A jury debated four days before returning a guilty verdict against gang member Alexander Alfaro. Alfaro was found guilty of the murders of all three victims. He faces a maximum penalty of life imprisonment when he is sentenced on May 19, reports CNN.
Terrance Aeriel, Iofemi Hightower and Dashon Harvey were killed August 4, 2007 when they were shot execution style. Aeriel's sister was shot and sexually assaulted but survived. Harvey and Hightower were openly gay. The friends "planned to drive together "to New York City the next morning to attend a black Gay Pride event. Hightower, a lesbian, was also sexually assaulted. All four victims were enrolled or about to be enrolled at Delaware State University.
Alfaro is the second of three adults and three teens to be tried for the violent gang initiation. His half-brother, Rodolfo Godinez, was convicted last year and a third man, Melvin Jovel, pleaded guilty. They are serving life terms. Three others await trial.
In 2007, Rod 2.0 reported one of the teen suspects attended high school with one of the gay victims—and this may have been among the reasons the victims were targeted. Prosecutors declined to file hate crime charges because the victims' families "did not want" the deceased identified as gay.
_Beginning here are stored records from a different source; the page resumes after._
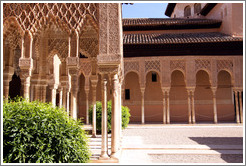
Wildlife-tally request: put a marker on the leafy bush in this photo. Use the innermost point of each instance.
(35, 132)
(125, 115)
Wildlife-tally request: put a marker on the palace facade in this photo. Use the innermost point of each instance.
(184, 69)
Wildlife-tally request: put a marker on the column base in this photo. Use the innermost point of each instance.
(115, 155)
(94, 136)
(104, 156)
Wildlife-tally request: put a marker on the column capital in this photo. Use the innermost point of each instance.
(26, 63)
(165, 89)
(237, 89)
(72, 62)
(94, 79)
(214, 89)
(142, 89)
(191, 89)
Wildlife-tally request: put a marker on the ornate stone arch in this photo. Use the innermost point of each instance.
(229, 72)
(85, 67)
(178, 65)
(131, 66)
(54, 52)
(180, 71)
(187, 11)
(203, 64)
(209, 74)
(88, 37)
(152, 65)
(227, 65)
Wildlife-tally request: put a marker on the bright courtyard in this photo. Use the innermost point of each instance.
(202, 143)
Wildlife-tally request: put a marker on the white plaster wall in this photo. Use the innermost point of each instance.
(231, 15)
(179, 9)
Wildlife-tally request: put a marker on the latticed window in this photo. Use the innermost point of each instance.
(197, 8)
(187, 11)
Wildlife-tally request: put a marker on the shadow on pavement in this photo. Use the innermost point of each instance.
(225, 141)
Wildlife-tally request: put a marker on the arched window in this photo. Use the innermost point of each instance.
(187, 11)
(197, 7)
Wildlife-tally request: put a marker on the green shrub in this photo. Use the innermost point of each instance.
(35, 132)
(125, 115)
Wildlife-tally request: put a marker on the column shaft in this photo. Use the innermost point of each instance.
(168, 108)
(74, 104)
(60, 98)
(64, 97)
(68, 100)
(142, 106)
(189, 107)
(104, 149)
(87, 105)
(53, 96)
(193, 107)
(241, 106)
(164, 108)
(115, 118)
(237, 108)
(94, 110)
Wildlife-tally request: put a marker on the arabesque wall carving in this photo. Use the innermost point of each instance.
(31, 16)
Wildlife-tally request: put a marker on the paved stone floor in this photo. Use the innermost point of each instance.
(202, 143)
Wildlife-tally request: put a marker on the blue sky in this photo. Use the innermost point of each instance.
(144, 10)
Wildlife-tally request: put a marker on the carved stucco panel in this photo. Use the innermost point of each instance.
(152, 65)
(203, 64)
(225, 64)
(31, 16)
(131, 66)
(177, 65)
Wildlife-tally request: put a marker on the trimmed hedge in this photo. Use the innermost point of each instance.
(125, 115)
(35, 132)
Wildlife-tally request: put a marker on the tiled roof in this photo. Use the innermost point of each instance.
(153, 38)
(168, 23)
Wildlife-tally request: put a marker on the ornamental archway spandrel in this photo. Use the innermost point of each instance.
(31, 15)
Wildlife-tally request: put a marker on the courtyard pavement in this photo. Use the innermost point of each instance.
(200, 143)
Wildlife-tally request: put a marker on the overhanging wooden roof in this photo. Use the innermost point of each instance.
(178, 38)
(169, 9)
(138, 24)
(212, 43)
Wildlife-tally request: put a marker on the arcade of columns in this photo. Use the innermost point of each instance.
(40, 37)
(43, 39)
(189, 66)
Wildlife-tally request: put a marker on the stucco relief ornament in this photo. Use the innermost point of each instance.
(203, 64)
(177, 64)
(225, 64)
(72, 61)
(25, 63)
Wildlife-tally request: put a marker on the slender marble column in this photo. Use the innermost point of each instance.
(164, 107)
(193, 107)
(115, 118)
(53, 96)
(168, 107)
(241, 106)
(68, 101)
(214, 103)
(60, 97)
(189, 107)
(237, 108)
(74, 95)
(94, 84)
(87, 105)
(104, 149)
(64, 97)
(32, 90)
(6, 91)
(142, 105)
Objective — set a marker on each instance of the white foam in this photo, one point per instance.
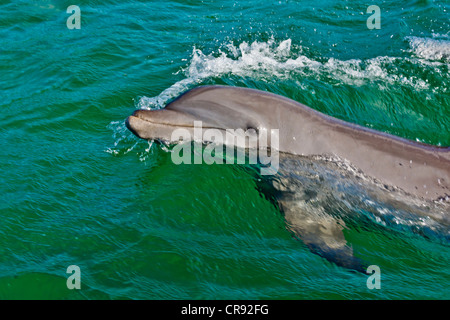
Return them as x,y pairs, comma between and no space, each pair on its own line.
284,60
436,48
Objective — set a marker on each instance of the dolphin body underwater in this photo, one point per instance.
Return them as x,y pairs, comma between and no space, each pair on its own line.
393,170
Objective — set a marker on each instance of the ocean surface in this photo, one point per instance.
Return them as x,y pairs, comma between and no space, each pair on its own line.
77,188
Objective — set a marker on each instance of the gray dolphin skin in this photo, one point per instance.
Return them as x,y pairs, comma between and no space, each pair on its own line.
417,169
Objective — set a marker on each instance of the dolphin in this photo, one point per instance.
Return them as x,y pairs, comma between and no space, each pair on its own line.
416,169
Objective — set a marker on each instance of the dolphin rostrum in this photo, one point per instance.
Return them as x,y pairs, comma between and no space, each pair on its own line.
417,169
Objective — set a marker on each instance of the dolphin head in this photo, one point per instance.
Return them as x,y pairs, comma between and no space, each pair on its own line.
219,110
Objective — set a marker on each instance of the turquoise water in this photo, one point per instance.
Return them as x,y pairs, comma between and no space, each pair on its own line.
79,189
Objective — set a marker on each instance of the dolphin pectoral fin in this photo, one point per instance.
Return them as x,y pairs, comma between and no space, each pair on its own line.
322,234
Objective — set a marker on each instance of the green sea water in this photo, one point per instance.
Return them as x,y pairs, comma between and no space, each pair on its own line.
77,188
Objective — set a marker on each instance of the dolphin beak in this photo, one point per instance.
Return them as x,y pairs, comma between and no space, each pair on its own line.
158,124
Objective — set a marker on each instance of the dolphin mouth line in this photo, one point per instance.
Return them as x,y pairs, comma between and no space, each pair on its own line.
174,125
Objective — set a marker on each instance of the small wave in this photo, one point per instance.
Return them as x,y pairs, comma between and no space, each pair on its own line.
286,61
436,48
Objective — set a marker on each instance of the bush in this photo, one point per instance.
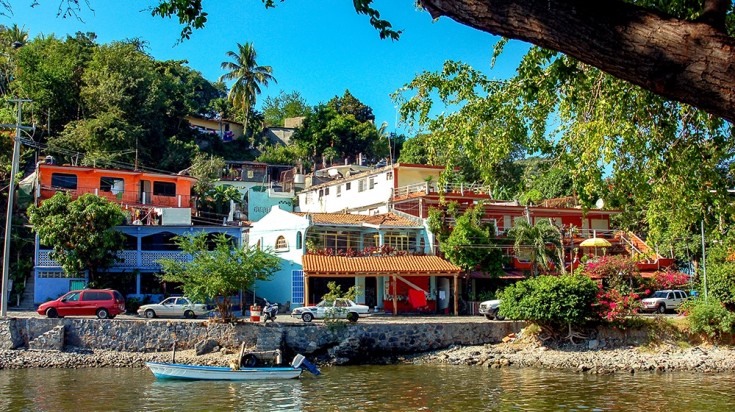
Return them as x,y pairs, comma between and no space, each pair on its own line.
551,301
709,318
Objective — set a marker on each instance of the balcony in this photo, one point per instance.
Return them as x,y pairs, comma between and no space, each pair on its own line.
145,260
131,197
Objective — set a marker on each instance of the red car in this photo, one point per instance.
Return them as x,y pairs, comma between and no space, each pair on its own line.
103,303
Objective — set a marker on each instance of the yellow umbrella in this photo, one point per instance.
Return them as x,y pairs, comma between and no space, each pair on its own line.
595,242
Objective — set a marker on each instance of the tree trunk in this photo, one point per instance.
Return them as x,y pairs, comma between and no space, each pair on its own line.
687,61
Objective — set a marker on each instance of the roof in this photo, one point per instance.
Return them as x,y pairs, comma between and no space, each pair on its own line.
324,266
382,220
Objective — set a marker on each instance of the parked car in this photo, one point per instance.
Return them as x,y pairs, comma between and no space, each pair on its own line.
340,308
663,300
490,309
103,303
174,307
R20's complete coverage HERE.








I'm glad that you care enough, Rod, to keep us informed about the aftermath of this horrible event.
It's the race of the victims which makes this no longer of interest on other Gay blogs, isn't it? Of course.
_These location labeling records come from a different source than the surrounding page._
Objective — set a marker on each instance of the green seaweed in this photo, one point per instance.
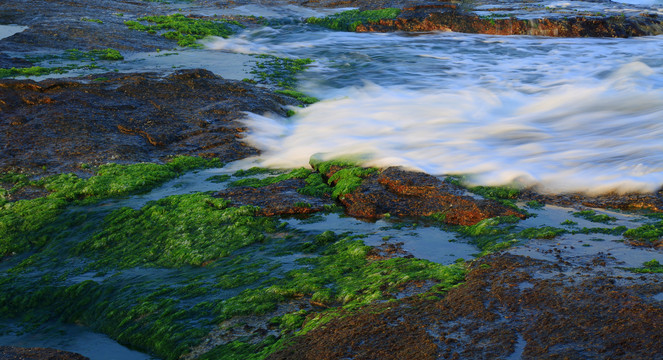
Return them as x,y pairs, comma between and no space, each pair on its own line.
175,231
92,55
349,20
21,221
281,72
217,179
543,232
33,71
92,20
617,230
71,55
535,204
648,267
347,176
299,96
184,29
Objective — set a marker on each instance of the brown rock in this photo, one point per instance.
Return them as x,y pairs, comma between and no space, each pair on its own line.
405,193
491,313
127,118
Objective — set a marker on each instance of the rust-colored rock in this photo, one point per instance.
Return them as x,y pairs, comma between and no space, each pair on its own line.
448,18
405,193
509,305
281,198
59,124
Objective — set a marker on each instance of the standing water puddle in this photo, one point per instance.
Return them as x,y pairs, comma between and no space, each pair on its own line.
429,243
74,339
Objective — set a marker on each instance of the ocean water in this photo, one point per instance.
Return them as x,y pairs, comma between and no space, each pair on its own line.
562,114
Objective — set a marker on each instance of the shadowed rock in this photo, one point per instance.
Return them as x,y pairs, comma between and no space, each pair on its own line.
61,123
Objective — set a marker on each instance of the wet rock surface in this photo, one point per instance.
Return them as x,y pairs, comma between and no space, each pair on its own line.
281,198
509,306
405,193
19,353
59,25
60,124
451,18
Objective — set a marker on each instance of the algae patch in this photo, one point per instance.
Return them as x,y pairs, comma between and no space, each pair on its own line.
22,222
351,19
186,30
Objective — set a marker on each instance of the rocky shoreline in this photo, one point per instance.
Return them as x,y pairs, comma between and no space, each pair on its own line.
60,134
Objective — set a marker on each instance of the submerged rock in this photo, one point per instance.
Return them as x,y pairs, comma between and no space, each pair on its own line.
449,17
59,124
406,193
651,201
281,198
19,353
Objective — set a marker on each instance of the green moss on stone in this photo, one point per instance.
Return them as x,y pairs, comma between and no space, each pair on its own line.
648,267
184,29
281,73
299,96
349,20
21,221
175,231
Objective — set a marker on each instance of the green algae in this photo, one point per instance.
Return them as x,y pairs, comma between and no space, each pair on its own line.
176,231
34,71
70,55
592,216
92,20
498,233
648,267
187,31
255,171
535,204
218,179
347,177
170,312
351,19
543,232
281,73
21,221
92,55
617,230
308,100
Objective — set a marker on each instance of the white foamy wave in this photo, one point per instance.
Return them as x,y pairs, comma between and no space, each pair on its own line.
589,137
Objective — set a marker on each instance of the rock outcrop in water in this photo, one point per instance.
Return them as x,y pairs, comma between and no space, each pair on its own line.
407,194
62,123
281,198
509,306
449,17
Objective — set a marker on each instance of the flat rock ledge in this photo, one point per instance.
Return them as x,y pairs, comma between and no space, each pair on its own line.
58,124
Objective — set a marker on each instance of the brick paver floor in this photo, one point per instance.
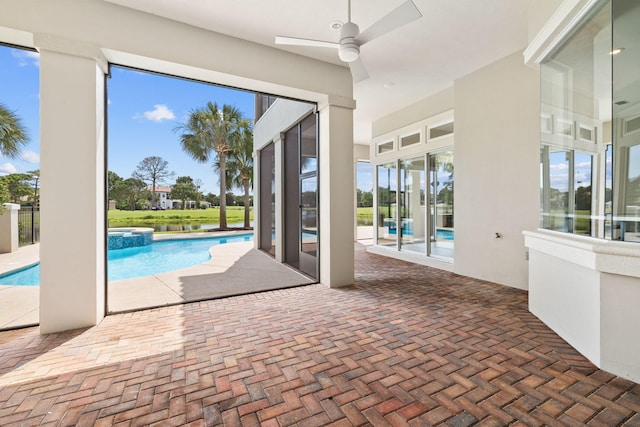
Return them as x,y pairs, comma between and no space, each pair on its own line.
406,345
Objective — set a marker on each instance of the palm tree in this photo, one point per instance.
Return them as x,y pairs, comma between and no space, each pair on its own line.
209,134
13,136
240,169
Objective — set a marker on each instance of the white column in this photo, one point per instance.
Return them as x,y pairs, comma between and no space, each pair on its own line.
336,193
72,246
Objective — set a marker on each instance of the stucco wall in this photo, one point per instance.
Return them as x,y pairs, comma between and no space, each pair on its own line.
496,170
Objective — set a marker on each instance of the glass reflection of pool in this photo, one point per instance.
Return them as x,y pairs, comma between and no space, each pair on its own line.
444,234
158,257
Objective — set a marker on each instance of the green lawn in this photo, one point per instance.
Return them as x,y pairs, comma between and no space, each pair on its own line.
235,214
365,215
118,218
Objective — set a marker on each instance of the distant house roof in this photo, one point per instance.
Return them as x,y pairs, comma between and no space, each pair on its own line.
161,189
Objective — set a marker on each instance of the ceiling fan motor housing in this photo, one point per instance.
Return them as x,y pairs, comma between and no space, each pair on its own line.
349,49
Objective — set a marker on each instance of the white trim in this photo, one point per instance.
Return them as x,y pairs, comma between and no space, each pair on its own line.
561,23
408,134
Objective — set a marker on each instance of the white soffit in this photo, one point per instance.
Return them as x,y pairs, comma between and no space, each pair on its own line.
452,39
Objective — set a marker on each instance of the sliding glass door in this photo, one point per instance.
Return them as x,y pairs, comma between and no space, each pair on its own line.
412,205
441,204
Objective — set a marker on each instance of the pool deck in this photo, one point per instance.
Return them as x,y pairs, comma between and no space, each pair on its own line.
234,269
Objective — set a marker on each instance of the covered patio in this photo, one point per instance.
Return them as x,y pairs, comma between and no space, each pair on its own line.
405,345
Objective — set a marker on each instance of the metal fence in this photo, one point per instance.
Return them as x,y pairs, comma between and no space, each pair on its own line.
28,225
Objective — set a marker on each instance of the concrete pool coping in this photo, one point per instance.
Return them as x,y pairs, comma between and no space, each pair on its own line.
235,268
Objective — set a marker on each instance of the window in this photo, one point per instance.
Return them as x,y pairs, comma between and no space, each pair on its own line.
409,140
441,204
590,160
412,205
385,147
440,130
387,230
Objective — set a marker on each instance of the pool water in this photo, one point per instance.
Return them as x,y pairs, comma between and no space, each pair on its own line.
158,257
The families of the two Gay teens would not try for harsher sentences because it may have required admitting their "loved ones" were Gay? What kind of families are those? The kind not worth being a member of.
And it's hard to believe that New Jersey prosecutors couldn't go on and use a hate-crime prosecution without the family's conscent. Maybe the prosecutors didn't feel there was enough evidence in these torture executions to prove that the motive was anti-Gay hatred.
But the reaction of "Gay America" to this horrible crime is very telling. These torture executions were just as vicious as the Matthew Shepard torture murder... but obviously not as important to "Gay America".